All effort-based eBird checklists come with information on the starting time and a duration of the observation period. The ‘TIME OBSERVATIONS STARTED’ column of the EBD describes the initiation of the birding event, whereas the ‘DURATION MINUTES’ column is how long observers were collecting data. Duration is assumed to be continuous. Minimally, care should be taken to filter out checklists by duration length, for example removing very long observation periods, depending on the needs of your particular analysis. This can be done using the ‘auk’ package for R (https://github.com/CornellLabofOrnithology/auk). We routinely control statistically for variation in TIME OBSERVATIONS STARTED in analyses conducted by staff of the Lab of Ornithology.

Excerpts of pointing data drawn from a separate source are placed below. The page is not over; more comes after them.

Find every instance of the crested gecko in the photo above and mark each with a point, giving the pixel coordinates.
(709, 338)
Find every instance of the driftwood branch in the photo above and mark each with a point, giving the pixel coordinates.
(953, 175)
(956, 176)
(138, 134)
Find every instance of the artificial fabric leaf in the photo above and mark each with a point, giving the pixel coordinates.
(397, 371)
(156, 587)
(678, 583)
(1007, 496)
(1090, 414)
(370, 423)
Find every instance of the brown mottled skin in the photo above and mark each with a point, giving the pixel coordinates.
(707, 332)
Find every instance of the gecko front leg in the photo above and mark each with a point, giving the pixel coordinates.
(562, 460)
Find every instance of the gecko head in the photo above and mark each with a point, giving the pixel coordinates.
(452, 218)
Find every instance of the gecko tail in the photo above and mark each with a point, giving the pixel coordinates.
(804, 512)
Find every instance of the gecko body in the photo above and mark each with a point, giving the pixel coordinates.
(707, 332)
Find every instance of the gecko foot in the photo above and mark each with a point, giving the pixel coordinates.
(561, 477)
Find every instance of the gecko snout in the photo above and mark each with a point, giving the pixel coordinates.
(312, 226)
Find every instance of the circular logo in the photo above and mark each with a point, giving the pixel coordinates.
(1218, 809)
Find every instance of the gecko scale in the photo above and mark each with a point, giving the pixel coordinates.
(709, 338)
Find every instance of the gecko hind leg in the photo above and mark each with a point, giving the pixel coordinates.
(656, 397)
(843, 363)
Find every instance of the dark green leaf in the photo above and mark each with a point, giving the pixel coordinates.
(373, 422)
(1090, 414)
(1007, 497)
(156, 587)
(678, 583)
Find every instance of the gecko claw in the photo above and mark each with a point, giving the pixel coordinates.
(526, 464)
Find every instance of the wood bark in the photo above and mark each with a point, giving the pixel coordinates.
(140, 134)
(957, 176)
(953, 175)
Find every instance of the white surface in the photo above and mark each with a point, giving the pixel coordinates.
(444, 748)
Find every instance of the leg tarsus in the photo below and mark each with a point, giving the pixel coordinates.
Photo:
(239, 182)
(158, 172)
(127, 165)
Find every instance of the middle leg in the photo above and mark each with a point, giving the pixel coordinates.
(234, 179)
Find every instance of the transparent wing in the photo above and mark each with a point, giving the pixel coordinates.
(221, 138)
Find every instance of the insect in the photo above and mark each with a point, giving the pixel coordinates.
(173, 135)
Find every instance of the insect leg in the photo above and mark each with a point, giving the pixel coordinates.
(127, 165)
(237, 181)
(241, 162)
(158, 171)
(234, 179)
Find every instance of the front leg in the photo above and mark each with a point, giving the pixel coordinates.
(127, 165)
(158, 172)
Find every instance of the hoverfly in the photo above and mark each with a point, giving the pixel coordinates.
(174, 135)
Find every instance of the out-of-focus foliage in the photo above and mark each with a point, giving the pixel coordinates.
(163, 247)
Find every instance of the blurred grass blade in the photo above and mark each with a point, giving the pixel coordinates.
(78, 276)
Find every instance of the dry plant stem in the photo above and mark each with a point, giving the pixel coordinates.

In analyses, our preferred method for dealing with variation in the durations of observation periods is to include DURATION MINUTES as a predictor variable in analyses, and to treat this predictor as a continuous, non-linear variable. The reasons for this treatment of DURATION MINUTES are:
- The durations of observation periods vary essentially continuously, from 1 minute up to 24 hours (the maximum allowed for submission of data into eBird). Whenever continuous variation such as this exists, breaking this continuum into discrete groups is counter-productive because (1) one looses degrees of freedom because the continuous variable (regression) version of an analysis needs a smaller number of variables to describe the changes through time, and (2) there is no logical basis for creating separate groups using specific dividing points.
- Non-linearity of the effect is the result of saturation: while initially the rate of detection increases rapidly with each additional minute of observation time, at some point increasing the observation time will result in little or no increase in the likelihood of observing a species (or an additional individual of a species). If one treats DURATION MINUTES as a linear predictor variable, they are literally assuming that no matter now long the observation period becomes, each added minute of observation will result in the same increase in likelihood of detecting a bird of the species of interest. This is just wrong!
- A corollary of the above is that it is wrong to correct for variation in observation duration by dividing the number of birds observed by DURATION MINUTES, to produce a birds-per-minute response variable. By doing so, one is implicitly, and erroneously, assuming that there is a linear increase in the number of birds detected with increased duration of the observation period.
We suggest that one useful approach to statistically describing the effect of variation in observation effort in a statistical model is to treat this effect as a smooth term in a generalized additive model (GAM), i.e. as a spline. By doing so, you are letting the process of fitting the model determine the best description for how the likelihood of additional observation of a species changes as effort increases, rather than arbitrarily assuming that you already know the best possible way of describing this relationship. Alternatively, it is possible to describe the relationship using any of a number of non-linear effects, for example by transforming the values of DURATION MINUTES by log transforming the values [i.e. using log(DURATION MINUTES) as your predictor variable]. However, if you choose this approach, you will need to justify that the approach that you have used in an appropriate way of describing how the accumulation of new observations slows with each additional increase in the length of an observation period. A reasonable way of producing this justification is to compare the accuracy of one’s approach with the effect described by a spline…so, you would have to fit a GAM to your model anyway.
For fitting GAMs using R statistical software, when we analyse data, staff at the Lab of Ornithology typically use either the ‘mgcv’ package, or if there are random effects in the model the package ‘gamm4’. In our experience, the online documentation for these packages is far better than average, and the creator of these packages, Simon Wood, has written an extremely useful book Generalized Additive Models: An Introduction with R that is now in its second edition.
If you are using a machine-learning analysis, such as fitting a Random Forest or Gradient Boosted Model, to your data, then deciding on the best description for the effect of changing observation effort is a moot point. As long as you have specified that DURATION MINUTES is to be treated as a continuous variable, then the analysis will determine the best description of the effect of observation period on the accumulation of new observations in much the same way as fitting a GAM using a statistical model.